Elle l'a charmé, ils se sont aimés, il l'a quittée. Telle est en substance l'histoire racontée dans ce roman, ou plutôt cette autofiction. Car quelle est la part de fiction ? Quelle est la part de réel ? Emmanuelle Pagano présente ce livre comme le résultat d'un jeu avec un autre écrivain, une oeuvre "dans laquelle nous inventions que nous nous aimions". Pourtant cet écrivain inconnu s'est retiré du jeu, a récupéré toutes ses lettres, si bien que nous n'avons qu'un partie de leur correspondance, les lettres de l'auteure. Que signifie le désengagement de cet homme ? Etait-ce plus qu'une oeuvre de fiction ?
Les lettres d'Emmanuelle Pagano sont très troublantes, car il est extrêmement difficile de les lire en se disant que ce n'est pas réel, juste un jeu littéraire. Sa passion pour l'autre s'exprime dans chaque mot, chaque voyelle, chaque espace entre les mots. Elle lui parle de ses enfants qu'elle aime moins que lui, de son mari qu'elle n'aime plus, qui accepte ce jeu littéraire ambigü et les conséquences qu'il pourrait avoir. Car visiblement les deux écrivains ne se sont pas contentés de s'écrire. Ils se sont rencontrés, une fois, puis deux, puis.... jusqu'à ce qu'elle quitte son mari pour vivre de son côté, avec lui, l'écrivain. Cette histoire d'amour semble bien plus réelle qu'annoncée. Ce qui donne vraiment tout son intérêt à ce roman c'est la face cachée de l'histoire. On devine par les réponses de l'auteure les pensées et réactions de l'écrivain, mais finalement on reste dans le flou. Il semble frileux, puis s'abandonne, avant de l'abandonner, elle. Emmanuelle Pagano estime qu'elle le tient "par les mots et par le sexe".

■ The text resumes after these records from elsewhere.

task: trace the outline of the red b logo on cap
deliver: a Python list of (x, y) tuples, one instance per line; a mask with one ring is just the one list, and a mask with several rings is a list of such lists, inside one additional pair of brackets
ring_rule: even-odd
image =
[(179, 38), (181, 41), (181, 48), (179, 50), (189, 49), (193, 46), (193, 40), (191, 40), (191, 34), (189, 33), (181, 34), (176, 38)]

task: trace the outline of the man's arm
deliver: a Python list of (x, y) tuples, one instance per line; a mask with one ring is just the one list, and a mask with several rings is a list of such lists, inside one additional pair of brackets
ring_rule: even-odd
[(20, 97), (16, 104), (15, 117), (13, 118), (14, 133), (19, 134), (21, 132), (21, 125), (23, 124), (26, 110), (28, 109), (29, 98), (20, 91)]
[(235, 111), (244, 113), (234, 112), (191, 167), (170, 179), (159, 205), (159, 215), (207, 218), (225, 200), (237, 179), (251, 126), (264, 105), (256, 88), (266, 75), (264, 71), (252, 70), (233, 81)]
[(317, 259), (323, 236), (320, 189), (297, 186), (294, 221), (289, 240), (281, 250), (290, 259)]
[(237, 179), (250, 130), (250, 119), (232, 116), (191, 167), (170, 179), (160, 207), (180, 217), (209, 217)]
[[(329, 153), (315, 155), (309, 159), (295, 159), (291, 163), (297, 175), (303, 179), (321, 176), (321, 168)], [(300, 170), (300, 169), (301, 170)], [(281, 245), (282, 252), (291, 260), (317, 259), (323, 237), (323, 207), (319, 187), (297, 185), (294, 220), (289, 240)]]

Le sexe. Ames sensibles, ne vous abstenez pas. Certes, les détails de leurs ébats sont donnés en long, en large et en travers, souvent de façon crue. Et pourtant, lorsque Emmanuelle Pagano parle de faire l'amour, l'expression est à prendre au sens premier. C'est sa façon à elle de façonner leur amour, de lui donner une consistance. Malgré les scènes intimes, il n'y a rien de vulgaire, d'impudique. La sensualité prime sur la sexualité. Cette sensualité s'exprime du début à la fin, car l'écriture de l'auteure est charnelle, soyeuse en même temps que poétique et métaphorique. C'est ce qui nous pousse à lire avec délectation ces lettres les unes après les autres, malgré la redondance du sujet, leur amour.
L'absence d'oiseaux d'eau est un très beau roman. Un roman d'amour, réaliste, passionné, contrarié, et peut-être unilatéral. Mais c'est aussi un roman qui interroge, car on ne connait pas la part de vérité, il n'y a qu'un seul son de cloche, et surtout, on se demande qui est cet écrivain. Quelque part on a envie qu'il vienne compléter le diptyque, mais a contrario, la beauté de ce roman réside aussi dans sa part de mystère.